The Framework and supporting resources will be updated, expanded, and improved based on evolving technology, the standards landscape around the world, and AI community experience and feedback. NIST will continue to align the AI RMF and related guidance with applicable international standards, guidelines, and practices. As the AI RMF is put into use, additional lessons will be learned to inform future updates and additional resources.

The Framework is divided into two parts. Part 1 discusses how organizations can frame the risks related to AI and describes the intended audience. Next, AI risks and trustworthiness are analyzed, outlining the characteristics of trustworthy AI systems, which include valid and reliable, safe, secure and resilient, accountable and transparent, explainable and interpretable, privacy enhanced, and fair with their harmful biases managed.

Part 2 comprises the “Core” of the Framework. It describes four specific functions to help organizations address the risks of AI systems in practice. These functions – govern, map, measure, and manage – are broken down further into categories and subcategories. While govern applies to all stages of organizations’ AI risk management processes and procedures, the map, measure, and manage functions can be applied in AI system-specific contexts and at specific stages of the AI lifecycle.
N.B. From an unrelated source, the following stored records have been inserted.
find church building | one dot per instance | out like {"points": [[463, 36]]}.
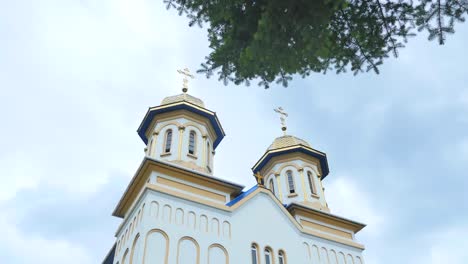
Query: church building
{"points": [[176, 210]]}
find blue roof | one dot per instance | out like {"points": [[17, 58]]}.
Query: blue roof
{"points": [[242, 196], [322, 157], [150, 115]]}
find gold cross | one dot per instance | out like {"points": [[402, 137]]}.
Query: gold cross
{"points": [[283, 116], [186, 73]]}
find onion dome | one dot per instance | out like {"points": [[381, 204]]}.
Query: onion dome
{"points": [[184, 97], [287, 141]]}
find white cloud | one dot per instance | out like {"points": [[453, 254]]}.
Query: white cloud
{"points": [[30, 248], [443, 246], [346, 199]]}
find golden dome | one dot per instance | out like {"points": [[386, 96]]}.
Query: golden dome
{"points": [[287, 141], [181, 98]]}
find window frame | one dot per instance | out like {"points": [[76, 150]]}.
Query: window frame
{"points": [[312, 186], [168, 141], [269, 256], [289, 183], [271, 182], [256, 254], [282, 257], [192, 144], [208, 158]]}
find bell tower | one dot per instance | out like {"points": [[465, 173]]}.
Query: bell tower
{"points": [[182, 131], [293, 170]]}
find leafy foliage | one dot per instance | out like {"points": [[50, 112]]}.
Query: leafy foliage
{"points": [[274, 39]]}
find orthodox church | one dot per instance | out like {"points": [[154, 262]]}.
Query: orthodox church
{"points": [[175, 210]]}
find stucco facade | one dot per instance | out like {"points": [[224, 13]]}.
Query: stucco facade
{"points": [[176, 211]]}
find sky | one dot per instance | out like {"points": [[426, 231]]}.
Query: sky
{"points": [[77, 77]]}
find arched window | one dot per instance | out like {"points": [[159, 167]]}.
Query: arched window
{"points": [[208, 154], [290, 182], [168, 141], [311, 182], [254, 252], [192, 141], [268, 256], [272, 186], [281, 257]]}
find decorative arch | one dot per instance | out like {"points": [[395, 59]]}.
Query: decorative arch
{"points": [[187, 258], [288, 164], [154, 209], [193, 140], [313, 169], [124, 258], [153, 244], [167, 213], [315, 254], [290, 181], [333, 257], [341, 258], [215, 225], [311, 180], [282, 258], [142, 212], [204, 223], [217, 259], [168, 140], [172, 123], [179, 216], [227, 229], [324, 256], [307, 250], [271, 185], [349, 259], [269, 255], [203, 128], [135, 256], [255, 253], [358, 260], [208, 154], [192, 220]]}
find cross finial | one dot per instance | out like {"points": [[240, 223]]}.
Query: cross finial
{"points": [[259, 178], [283, 116], [186, 73]]}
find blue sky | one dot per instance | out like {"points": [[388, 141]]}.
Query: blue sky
{"points": [[76, 78]]}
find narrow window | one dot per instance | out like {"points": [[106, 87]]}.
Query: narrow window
{"points": [[290, 181], [208, 154], [267, 256], [272, 186], [311, 182], [192, 142], [167, 146], [254, 253], [281, 258]]}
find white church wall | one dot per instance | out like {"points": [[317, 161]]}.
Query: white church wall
{"points": [[174, 230], [221, 197], [278, 234]]}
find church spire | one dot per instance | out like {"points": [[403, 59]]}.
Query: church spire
{"points": [[186, 73]]}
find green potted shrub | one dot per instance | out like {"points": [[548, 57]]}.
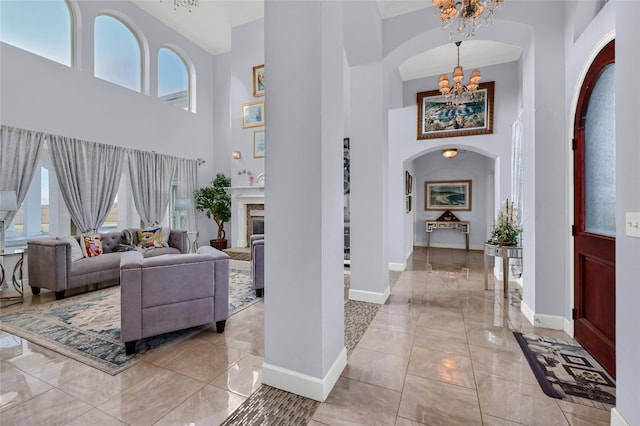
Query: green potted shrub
{"points": [[215, 201], [506, 228]]}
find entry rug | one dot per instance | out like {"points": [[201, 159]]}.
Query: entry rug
{"points": [[87, 327], [565, 370]]}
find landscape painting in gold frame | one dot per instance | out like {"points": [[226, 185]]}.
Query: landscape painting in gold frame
{"points": [[438, 118], [447, 195]]}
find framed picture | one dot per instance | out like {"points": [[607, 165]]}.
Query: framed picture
{"points": [[439, 119], [258, 80], [447, 195], [258, 144], [253, 114], [408, 183]]}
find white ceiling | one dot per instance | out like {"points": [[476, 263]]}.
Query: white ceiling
{"points": [[209, 26]]}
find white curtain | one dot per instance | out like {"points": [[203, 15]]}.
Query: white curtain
{"points": [[186, 178], [516, 167], [89, 175], [19, 151], [151, 179]]}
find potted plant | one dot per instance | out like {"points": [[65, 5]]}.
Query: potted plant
{"points": [[506, 228], [215, 201]]}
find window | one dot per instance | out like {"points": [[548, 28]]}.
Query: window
{"points": [[40, 27], [117, 53], [173, 78]]}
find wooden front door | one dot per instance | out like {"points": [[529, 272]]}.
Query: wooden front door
{"points": [[594, 206]]}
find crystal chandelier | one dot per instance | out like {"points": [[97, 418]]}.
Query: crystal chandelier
{"points": [[186, 3], [459, 93], [467, 14]]}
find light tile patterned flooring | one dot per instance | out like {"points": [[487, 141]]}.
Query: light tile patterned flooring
{"points": [[439, 352]]}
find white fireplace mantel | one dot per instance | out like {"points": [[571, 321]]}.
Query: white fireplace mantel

Additional resources related to the Framework are included in the AI RMF Playbook, which is available via the NIST AI RMF website:
https://www.nist.gov/itl/ai-risk-management-framework.

Development of the AI RMF by NIST in collaboration with the private and public sectors is directed and consistent with its broader AI efforts called for by the National AI Initiative Act of 2020, the National Security Commission on Artificial Intelligence recommendations, and the Plan for Federal Engagement in Developing Technical Standards and Related Tools. Engagement with the AI community during this Framework’s development – via responses to a formal Request for Information, three widely attended workshops, public comments on a concept paper and two drafts of the Framework, discussions at multiple public forums, and many small group meetings – has informed development of the AI RMF 1.0 as well as AI research and development and evaluation conducted by NIST and others. Priority research and additional guidance that will enhance this Framework will be captured in an associated AI Risk Management Framework Roadmap to which NIST and the broader community can contribute.